In this context, Howard’s garden city principles and the ideas they are based on look more robust than ever when we consider the weaknesses in a number of our systems and the assumptions which are being tested and found wanting in the response to the pandemic.
Letchworth Garden City is itself in the process of developing a new urban neighbourhood on the northern edge of the town. As I’ve reported on in previous blogs the masterplanning for this is being done following a design competition won by EcoResponsive Environments. The way that food will be integrated into the design and stewardship of the neighbourhood is a key theme that the masterplanners have really engaged with in their winning design proposals.

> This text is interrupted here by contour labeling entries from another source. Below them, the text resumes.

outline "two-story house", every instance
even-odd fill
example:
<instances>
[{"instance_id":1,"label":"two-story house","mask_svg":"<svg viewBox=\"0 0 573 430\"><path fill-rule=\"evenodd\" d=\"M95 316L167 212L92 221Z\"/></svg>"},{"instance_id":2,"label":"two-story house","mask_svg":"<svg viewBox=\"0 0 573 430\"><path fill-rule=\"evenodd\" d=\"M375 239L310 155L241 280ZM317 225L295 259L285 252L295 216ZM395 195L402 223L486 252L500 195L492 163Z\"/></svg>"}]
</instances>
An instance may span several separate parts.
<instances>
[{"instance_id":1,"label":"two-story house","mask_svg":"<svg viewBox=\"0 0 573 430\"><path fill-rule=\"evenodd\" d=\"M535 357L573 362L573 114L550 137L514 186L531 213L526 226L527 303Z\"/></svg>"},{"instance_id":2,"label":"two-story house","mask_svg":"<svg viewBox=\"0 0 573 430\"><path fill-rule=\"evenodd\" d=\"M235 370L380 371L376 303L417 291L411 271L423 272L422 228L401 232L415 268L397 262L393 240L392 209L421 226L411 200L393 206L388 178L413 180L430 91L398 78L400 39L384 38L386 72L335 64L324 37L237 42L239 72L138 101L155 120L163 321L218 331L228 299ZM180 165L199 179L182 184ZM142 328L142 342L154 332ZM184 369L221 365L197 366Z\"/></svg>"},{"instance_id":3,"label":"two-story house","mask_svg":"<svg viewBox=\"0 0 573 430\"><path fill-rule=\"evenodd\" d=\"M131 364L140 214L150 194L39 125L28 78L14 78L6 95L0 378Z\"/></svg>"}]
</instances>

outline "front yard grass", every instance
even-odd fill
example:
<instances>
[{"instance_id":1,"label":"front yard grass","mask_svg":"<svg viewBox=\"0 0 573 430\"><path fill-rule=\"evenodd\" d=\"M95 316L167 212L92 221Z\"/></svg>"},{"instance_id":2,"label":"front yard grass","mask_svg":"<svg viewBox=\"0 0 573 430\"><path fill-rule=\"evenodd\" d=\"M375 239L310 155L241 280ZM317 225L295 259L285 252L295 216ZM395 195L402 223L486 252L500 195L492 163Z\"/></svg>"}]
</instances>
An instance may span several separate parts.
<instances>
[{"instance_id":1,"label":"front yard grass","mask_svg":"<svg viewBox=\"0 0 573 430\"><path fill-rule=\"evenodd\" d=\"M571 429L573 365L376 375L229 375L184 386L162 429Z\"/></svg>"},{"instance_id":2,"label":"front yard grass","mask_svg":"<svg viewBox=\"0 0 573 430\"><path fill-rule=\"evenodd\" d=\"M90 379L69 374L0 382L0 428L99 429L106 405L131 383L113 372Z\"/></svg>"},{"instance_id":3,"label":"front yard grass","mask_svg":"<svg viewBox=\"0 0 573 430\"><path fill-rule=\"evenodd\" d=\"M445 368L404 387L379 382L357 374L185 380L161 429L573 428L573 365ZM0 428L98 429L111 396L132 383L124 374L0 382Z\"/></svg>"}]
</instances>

This offers us a chance to see how applied approaches in keeping with Ebenezer Howard’s principles – on food and other aspects – can help on the issues the pandemic is throwing in to sharp relief.
Additionally, work Letchworth is doing through a City Team working on the EdiCitNet international research project on food centred approaches to placemaking is also going to offer us valuable lessons. Similarly, work by our Garden City Scholar on Letchworth’s food economy which I have previously blogged about also offers us some great learning points in this area.
If we are to find some silver linings from this really difficult time, let some of these be about ensuring we take seriously Howard’s insights in making new places in future and remaking our existing ones. In both cases this will make us better able to act positively and equitably – and more resilient – in the face of climate change related shocks we know are coming our way.
A final note: There is much more about Barry Parker including his housing and place designs too in Vicky Axell’s lovely book about Parker which can be bought from The Letchworth Garden City Heritage Foundation.